The work theorizes that all people have self-destructive tendencies, including the narrator, and that this "perversity" is also the narrator's attempt to avoid moral responsibility for his actions. The narrator's ultimate confession as a murderer is not inspired by any feelings of guilt but, instead, from a desire to publicize his actions despite knowing that he should not.
Poe's theory of the Imp of the Perverse may also be an early notion of the subconscious and repression which would not be fully theorized until Sigmund Freud.
Many of Poe's characters display a failure to resist the Imp of the Perverse—including the murderer in "The Black Cat" and the narrator in "The Tell-Tale Heart". The opposite of this impulse is seen in Poe's character C. Auguste Dupin who exhibits reason and deep analysis. One of the earliest examples, which predates "The Imp of the Perverse", was in Poe's novel The Narrative of Arthur Gordon Pym of Nantucket. In one scene, the title character is overcome by an overwhelming desire to let himself fall off a steep cliff.

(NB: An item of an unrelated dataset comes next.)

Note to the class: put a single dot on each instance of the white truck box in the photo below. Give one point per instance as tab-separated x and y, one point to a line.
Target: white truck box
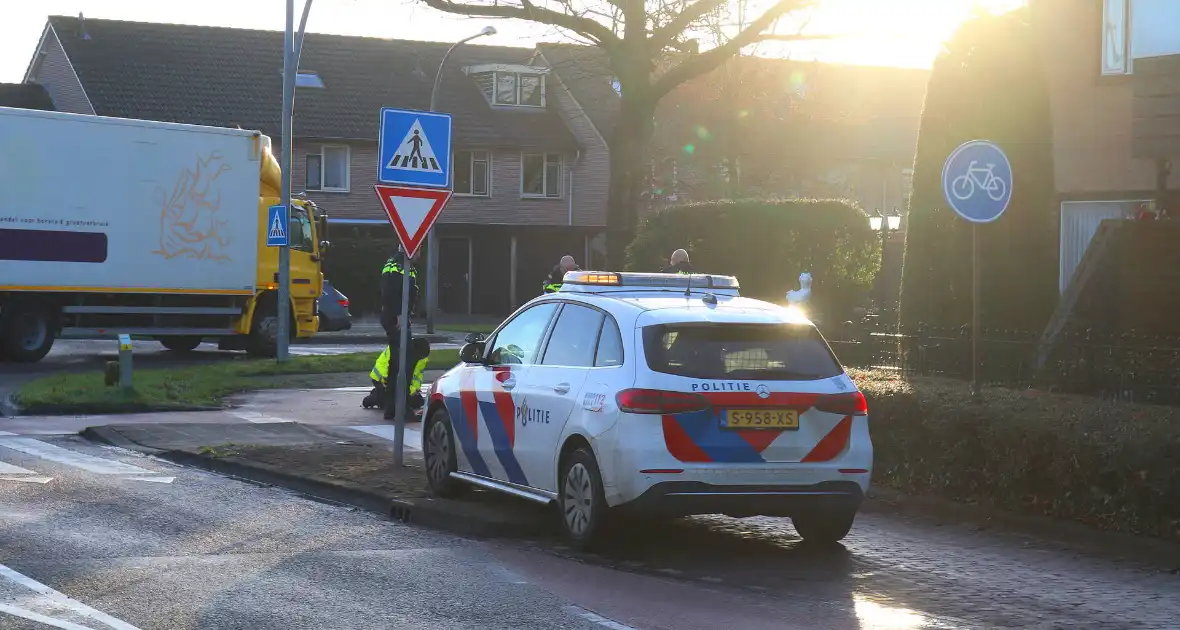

Additionally, scholars and critics suggest that Poe had his own "imp of the perverse". Poe biographer Jeffrey Meyers suggested that Poe wrote it to justify his own actions of self-torment and self-destruction. James M. Hutchisson says that the work reflects Poe's jealousy and sense of betrayal that led to his public feud with Henry Wadsworth Longfellow and New England; the so-called "Longfellow War" was occurring at the same time Poe wrote "The Imp of the Perverse". Three months after the story was published, Poe lashed out against Boston's literary circle by trying to hoax them by reading his obscure poem "Al Aaraaf" at a lecture. Biographer Daniel Stashower suggests Poe's purposeful attempt to provoke his audience and alienate himself further was inspired by his Imp of the Perverse.